# Quill Dro



## 1mondo (Dec 13, 2016)

Has anyone got a opinion on what Quill dro would be good for my home shop Bridgeport series 1 step pulley J head. Checking around I have found that they go for either $50.00 for a IGAGING or like $300.00 for a Mitutoyo. Quite a vast difference in price!! Any advice would be appreciated! Is the accuracy and repeatability really that much better on the Mitutoyo?
Thanks
Ray


----------



## Bob Korves (Dec 13, 2016)

Could be as cheap as ~$10.00 for a 6" import caliper and some shop made parts using materials on hand.  Lots of those have been installed.  If you don't want to roll your own, then dig in your wallet.


----------



## RandyM (Dec 13, 2016)

It does depend on the accuracy you are try to achieve as to which one will be sufficient.


----------



## mksj (Dec 13, 2016)

I have the Igaging Absolute on my lathe tailstock and also their calipers. Measured their accuracy, and they are spot on. They also tend to be built a bit better than the cheap calipers, the latter I always had problems with the battery cover falling off or breaking, buttons sticking, etc. I doubt the Mitutoyo could be more accurate, build quality, the Igaging is much better than some other name brand calipers that I have.  I would not hesitate to use one on my Quill, but I ended up using a magnetic scale attached to my DRO. Cheaper, more accurate  and less expensive then if I put on a Mitutoyo.


----------



## AxeMaker (Dec 14, 2016)

mksj said:


> I have the Igaging Absolute on my lathe tailstock and also their calipers. Measured their accuracy, and they are spot on. They also tend to be built a bit better than the cheap calipers, the latter I always had problems with the battery cover falling off or breaking, buttons sticking, etc. I doubt the Mitutoyo could be more accurate, build quality, the Igaging is much better than some other name brand calipers that I have.  I would not hesitate to use one on my Quill, but I ended up using a magnetic scale attached to my DRO. Cheaper, more accurate  and less expensive then if I put on a Mitutoyo.



MKSJ,
How did you mount it ?

What length would be needed for a BP Series 1?


----------



## davidh (Dec 14, 2016)

i still  have a few absolute models and direct reading accuremote ones available. I'm trying get out of the business,  not enough saturdays left in my life . . . . . . . 
davidh


----------



## Subwayrocket (Dec 14, 2016)

I have an iGaging OriginCal caliper. I'm pretty happy with it and the quality seems very good for the price. I tested it on "B" gauge blocks against a harbor freight caliper and a Shars 303-2463 micrometer. Nothing "high brow" here but the shars and the iGaging were both spot on with the gauge blocks. I would imagine the iGaging quill DRO is from the same hardware and of same quality. iGaging seem to get pretty good reviews. 
I too have been looking at their quill DRO but not sure whats involved to mount it on my PM935 . 
Personally I think I would get an iGaging for price and convenience ...then use the knee when higher accuracy is needed...i'm just a new hobbyist so take that with a grain of salt. 

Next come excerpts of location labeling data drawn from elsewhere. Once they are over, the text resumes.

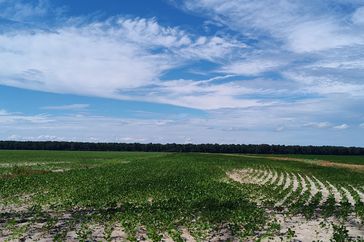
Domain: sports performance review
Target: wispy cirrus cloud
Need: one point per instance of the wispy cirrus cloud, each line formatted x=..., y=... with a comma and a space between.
x=96, y=58
x=76, y=106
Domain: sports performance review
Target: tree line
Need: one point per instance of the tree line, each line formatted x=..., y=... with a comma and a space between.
x=209, y=148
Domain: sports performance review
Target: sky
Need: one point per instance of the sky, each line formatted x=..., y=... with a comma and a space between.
x=192, y=71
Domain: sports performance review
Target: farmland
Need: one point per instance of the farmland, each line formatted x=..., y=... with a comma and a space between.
x=115, y=196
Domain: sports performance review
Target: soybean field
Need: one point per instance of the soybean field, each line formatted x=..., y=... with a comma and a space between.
x=135, y=196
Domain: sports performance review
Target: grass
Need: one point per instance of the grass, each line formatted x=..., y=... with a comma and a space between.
x=151, y=193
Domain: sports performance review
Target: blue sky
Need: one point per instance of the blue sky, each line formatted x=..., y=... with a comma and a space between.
x=193, y=71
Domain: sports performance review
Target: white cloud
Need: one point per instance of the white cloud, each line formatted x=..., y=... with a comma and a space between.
x=358, y=16
x=103, y=58
x=303, y=26
x=7, y=118
x=342, y=126
x=319, y=125
x=251, y=67
x=67, y=107
x=21, y=10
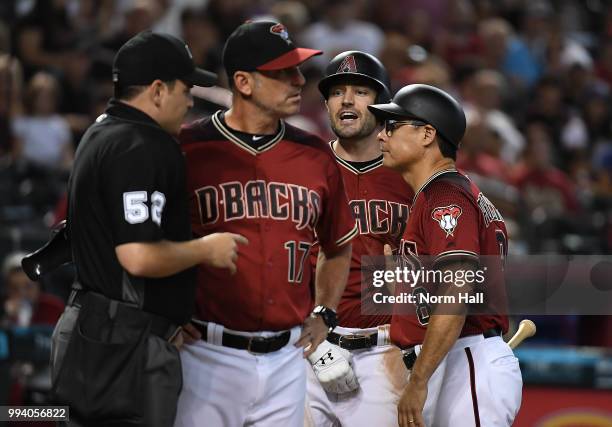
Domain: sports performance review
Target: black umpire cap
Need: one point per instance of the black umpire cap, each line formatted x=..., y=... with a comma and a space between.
x=149, y=56
x=428, y=104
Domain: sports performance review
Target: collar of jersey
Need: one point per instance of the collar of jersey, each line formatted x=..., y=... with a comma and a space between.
x=352, y=168
x=431, y=178
x=227, y=132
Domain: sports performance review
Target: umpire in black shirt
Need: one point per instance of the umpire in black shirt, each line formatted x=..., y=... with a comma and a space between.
x=114, y=351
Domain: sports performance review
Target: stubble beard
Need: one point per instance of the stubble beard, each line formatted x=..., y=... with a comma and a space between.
x=367, y=127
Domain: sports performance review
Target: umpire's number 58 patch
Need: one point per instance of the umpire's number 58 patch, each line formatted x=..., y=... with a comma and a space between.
x=136, y=209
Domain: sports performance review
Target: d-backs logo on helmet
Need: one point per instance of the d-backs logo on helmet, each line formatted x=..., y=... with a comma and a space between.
x=447, y=217
x=348, y=65
x=281, y=31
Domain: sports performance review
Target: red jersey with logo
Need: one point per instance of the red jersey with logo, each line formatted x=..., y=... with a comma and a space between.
x=380, y=201
x=278, y=196
x=451, y=219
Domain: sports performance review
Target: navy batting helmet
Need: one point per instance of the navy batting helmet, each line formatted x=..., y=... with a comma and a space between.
x=428, y=104
x=354, y=63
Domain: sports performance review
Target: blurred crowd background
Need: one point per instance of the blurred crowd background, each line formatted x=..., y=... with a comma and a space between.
x=534, y=77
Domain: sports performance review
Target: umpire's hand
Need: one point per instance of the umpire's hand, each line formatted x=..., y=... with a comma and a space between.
x=221, y=249
x=314, y=332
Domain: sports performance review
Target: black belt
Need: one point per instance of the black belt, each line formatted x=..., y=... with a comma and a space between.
x=409, y=355
x=160, y=326
x=353, y=342
x=257, y=345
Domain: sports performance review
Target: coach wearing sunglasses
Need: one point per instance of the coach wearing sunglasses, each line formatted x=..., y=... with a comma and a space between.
x=460, y=368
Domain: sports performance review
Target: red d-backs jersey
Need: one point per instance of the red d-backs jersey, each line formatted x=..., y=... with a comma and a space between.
x=278, y=196
x=380, y=202
x=452, y=219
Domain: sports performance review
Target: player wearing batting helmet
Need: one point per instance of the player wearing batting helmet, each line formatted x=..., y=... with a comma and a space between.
x=358, y=354
x=461, y=371
x=251, y=173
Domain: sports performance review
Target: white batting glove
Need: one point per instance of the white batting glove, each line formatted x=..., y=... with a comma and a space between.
x=332, y=366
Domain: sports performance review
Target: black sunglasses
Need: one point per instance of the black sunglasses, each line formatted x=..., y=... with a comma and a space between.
x=391, y=125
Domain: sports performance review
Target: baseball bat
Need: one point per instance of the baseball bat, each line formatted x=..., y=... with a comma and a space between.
x=526, y=329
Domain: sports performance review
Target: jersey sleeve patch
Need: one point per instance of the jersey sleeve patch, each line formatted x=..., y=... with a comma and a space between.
x=447, y=218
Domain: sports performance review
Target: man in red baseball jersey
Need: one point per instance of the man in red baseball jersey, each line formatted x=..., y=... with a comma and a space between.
x=348, y=382
x=250, y=171
x=462, y=372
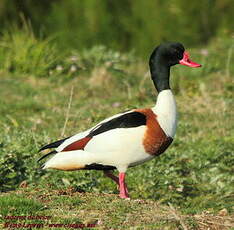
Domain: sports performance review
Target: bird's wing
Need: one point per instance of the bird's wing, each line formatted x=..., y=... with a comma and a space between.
x=77, y=141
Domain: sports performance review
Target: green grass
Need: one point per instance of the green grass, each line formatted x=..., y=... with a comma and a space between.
x=195, y=175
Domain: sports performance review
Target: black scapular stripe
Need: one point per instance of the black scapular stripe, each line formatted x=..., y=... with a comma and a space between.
x=95, y=166
x=128, y=120
x=46, y=155
x=53, y=145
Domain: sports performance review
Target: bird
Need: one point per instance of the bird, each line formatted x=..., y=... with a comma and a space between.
x=129, y=138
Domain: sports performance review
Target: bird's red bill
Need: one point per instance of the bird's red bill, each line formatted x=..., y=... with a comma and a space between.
x=186, y=61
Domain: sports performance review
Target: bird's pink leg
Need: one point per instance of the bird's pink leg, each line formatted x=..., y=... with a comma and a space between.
x=112, y=176
x=123, y=191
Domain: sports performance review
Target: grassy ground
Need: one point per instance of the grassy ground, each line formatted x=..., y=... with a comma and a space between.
x=188, y=187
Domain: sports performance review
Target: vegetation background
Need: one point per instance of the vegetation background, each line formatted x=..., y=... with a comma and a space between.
x=66, y=65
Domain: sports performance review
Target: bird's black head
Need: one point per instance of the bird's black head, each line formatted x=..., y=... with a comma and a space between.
x=163, y=57
x=171, y=53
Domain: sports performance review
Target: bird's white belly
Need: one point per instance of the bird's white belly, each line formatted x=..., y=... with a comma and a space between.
x=119, y=147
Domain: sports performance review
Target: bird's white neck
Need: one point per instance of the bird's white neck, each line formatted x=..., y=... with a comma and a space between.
x=165, y=109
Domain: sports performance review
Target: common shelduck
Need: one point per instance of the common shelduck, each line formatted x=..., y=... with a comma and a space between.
x=129, y=138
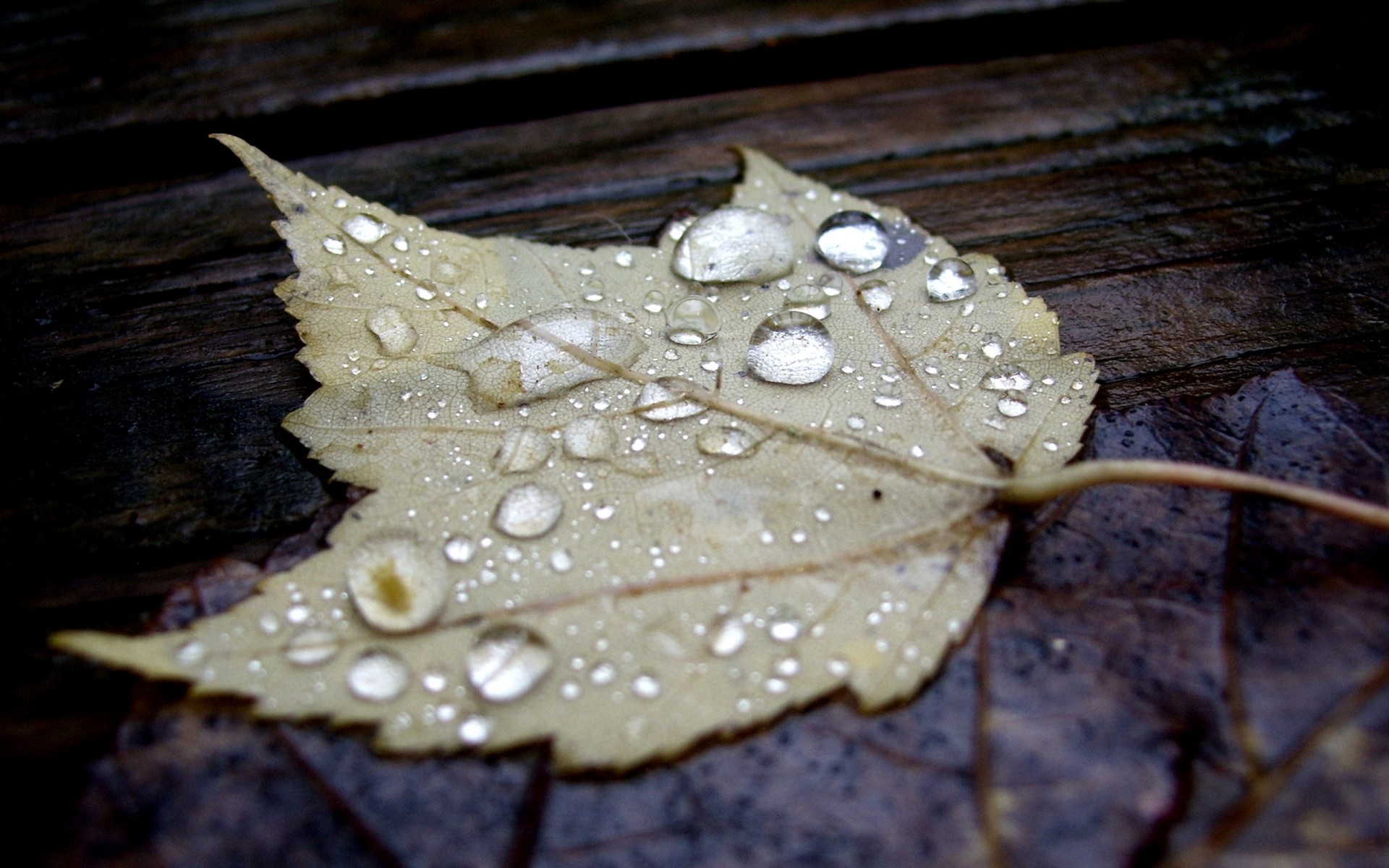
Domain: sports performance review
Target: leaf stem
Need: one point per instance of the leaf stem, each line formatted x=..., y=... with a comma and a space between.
x=1076, y=477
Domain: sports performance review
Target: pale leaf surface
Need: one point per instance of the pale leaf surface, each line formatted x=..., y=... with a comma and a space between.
x=590, y=529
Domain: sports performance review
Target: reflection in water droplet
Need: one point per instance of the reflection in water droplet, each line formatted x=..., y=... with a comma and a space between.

Good luck with it. Post some pics of your install 
~Steve


----------



## mksj (Dec 14, 2016)

On the magnetic scale for the spindle, I mounted mine perpendicular to the head to try to keep as much functionality for the controls. I machined a pin which attaches to the quill depth stop, and then machined a T plate that attaches to this and holds the reader. The magnetic scale is 6" read, I trimmed it down about an inch. Mounted it with some machined L brackets as shown. Everything is adjustable. I added some proximity sensors that sense the position of the quill/stop to provide auto on and auto reverse functions. 

If using an Igaging scale one could use a similar approach to attach the reader and the scale, although might mount the scale parallel to the head. Be sure when mounting the  brackets to the alignment reference mounts on top/bottom that you allow enough space for the quill feed release mechanisms to operate correctly and you do not tap the mounting holes too deeply.


----------



## sanddan (Dec 21, 2016)

One thing to consider is how fast the scale reacts. My mill came with a digital scale installed but it reacted so slow it was hard to use. I replaced it with one from ebay that works much better. It is very fast to react which is nice and accurate enough for most of my work. Also get one with the display orientated so it's easy to read when installed on the mill.

I also have a Z axis DRO scale mounted on the knee so I use that when I need more accuracy than the quill scale.


----------